「Mr100mSv」山下教授の解任を求める福島県民署名

「山下教授の解任を求める県民署名」の記者会見。マイクを握っているのが中手聖一代表。(21日、参院会館。写真:筆者撮影)

「山下教授の解任を求める県民署名」の記者会見。マイクを握っているのが中手聖一代表。(21日、参院会館。写真:筆者撮影)


 「100mSvまで浴びても大丈夫」と講演やテレビ番組で言い放ち、なおも福島県放射線リスクアドバイザーに居座り続ける山下俊一・長崎大学大学院教授。

 “どれだけ被曝させれば気が済むのか、福島県民はモルモットではない。” 子を持つ父母たちがとうとう山下教授の解任を求める県民署名に立ち上がった。(呼びかけ団体:子どもたちを放射能から守る福島ネットワーク)

 同ネットワークの中手聖一代表が署名活動に至った思いを語る――

 「小学生2人を持つ父親としてどうしても許しがたいのは彼(山下教授)が『何の問題もない、今まで通り子供を外に出して下さい』と言ったこと。これが絶大な影響力を持って子供たちの被曝を増やしていった…(中略)私たちは人間として扱われているのか、私たちは家畜なのか」。中手代表は幾度も声を詰まらせながら訴えかけた。(21日、参院会館での記者会見)

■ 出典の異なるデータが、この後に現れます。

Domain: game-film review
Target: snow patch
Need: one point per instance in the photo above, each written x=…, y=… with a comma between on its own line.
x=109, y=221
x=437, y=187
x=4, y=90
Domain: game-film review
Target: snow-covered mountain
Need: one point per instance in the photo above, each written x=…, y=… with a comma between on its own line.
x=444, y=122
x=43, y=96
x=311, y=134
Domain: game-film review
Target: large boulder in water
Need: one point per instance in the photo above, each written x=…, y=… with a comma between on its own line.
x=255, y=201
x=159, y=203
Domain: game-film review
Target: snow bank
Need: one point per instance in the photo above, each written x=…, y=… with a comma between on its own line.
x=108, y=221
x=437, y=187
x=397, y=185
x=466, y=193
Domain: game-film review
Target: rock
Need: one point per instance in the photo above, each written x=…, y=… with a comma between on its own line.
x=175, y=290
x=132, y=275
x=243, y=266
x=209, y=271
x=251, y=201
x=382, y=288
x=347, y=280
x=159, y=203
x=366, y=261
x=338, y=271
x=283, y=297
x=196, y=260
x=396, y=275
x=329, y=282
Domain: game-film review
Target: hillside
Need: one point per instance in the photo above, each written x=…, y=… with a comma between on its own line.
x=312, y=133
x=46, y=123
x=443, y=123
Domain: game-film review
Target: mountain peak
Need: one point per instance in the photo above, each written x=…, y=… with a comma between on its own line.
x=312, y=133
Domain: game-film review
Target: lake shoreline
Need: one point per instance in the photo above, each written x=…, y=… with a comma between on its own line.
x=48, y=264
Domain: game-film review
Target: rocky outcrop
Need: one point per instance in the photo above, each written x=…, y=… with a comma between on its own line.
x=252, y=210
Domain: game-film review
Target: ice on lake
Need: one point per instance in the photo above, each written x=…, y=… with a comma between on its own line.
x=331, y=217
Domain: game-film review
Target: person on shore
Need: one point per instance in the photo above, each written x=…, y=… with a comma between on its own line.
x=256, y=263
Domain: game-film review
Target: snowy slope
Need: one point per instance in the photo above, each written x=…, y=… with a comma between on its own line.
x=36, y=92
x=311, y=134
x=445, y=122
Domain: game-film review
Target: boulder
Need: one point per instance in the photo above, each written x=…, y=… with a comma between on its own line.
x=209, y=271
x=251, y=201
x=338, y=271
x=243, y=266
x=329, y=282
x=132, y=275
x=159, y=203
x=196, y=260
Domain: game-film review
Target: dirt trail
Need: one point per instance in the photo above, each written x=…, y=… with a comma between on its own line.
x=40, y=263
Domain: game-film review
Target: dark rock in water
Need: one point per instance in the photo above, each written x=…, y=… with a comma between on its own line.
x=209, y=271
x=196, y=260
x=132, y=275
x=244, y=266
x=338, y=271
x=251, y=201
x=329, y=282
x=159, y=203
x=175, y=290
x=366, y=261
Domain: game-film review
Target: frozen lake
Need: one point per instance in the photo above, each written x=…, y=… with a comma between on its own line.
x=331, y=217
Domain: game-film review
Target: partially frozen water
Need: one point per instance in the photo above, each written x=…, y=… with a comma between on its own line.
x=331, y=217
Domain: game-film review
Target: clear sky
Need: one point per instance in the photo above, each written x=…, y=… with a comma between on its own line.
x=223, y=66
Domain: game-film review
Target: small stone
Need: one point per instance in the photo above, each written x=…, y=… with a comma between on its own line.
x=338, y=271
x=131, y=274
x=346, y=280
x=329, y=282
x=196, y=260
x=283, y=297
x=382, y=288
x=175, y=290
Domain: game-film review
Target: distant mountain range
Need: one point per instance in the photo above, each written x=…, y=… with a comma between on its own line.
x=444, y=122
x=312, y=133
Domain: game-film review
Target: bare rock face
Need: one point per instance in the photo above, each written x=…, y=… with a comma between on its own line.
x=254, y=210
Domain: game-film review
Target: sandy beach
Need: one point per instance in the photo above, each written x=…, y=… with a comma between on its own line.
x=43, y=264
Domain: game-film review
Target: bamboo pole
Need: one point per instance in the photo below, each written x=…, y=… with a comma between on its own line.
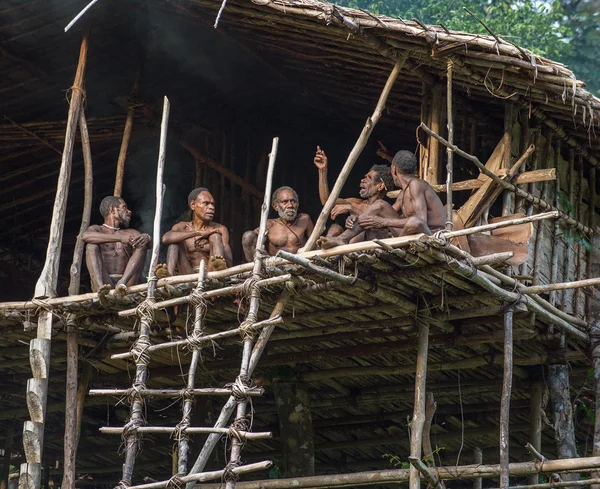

 福島県の内外から轟轟たる非難を浴びながらもアドバイザーに留まる山下センセイだが、さらに解せないのは「県民健康管理調査」の検討委員に選ばれたことだ。

 「県民健康管理調査」が問題視されるのは、検査はするが除染はしないことだ。“山下センセイは体内被曝のデータだけほしいのではないか”と穿った見方をされるのはこのためである。

 ホールボディーカウンターによる子供の体内被曝検査の実績は、現在のところゼロである。山下センセイが「県民健康管理調査」の指揮を執った場合、どうなるのだろうか。検査だけしてデータを子供本人には教えない、などということにはなりはすまいか。

 「そんなことしたら『人権問題』などという言葉では済まなくなる」。中手代表の表情が険しさを増した。
 
 山下センセイがなにゆえ福島県の放射線リスクアドバイザーに選ばれたのか、そのプロセスはいまだに明らかでない。アドバイザーの位置づけもよく分からないままだ。不透明な原子力政策の犠牲となるのは子供たちである。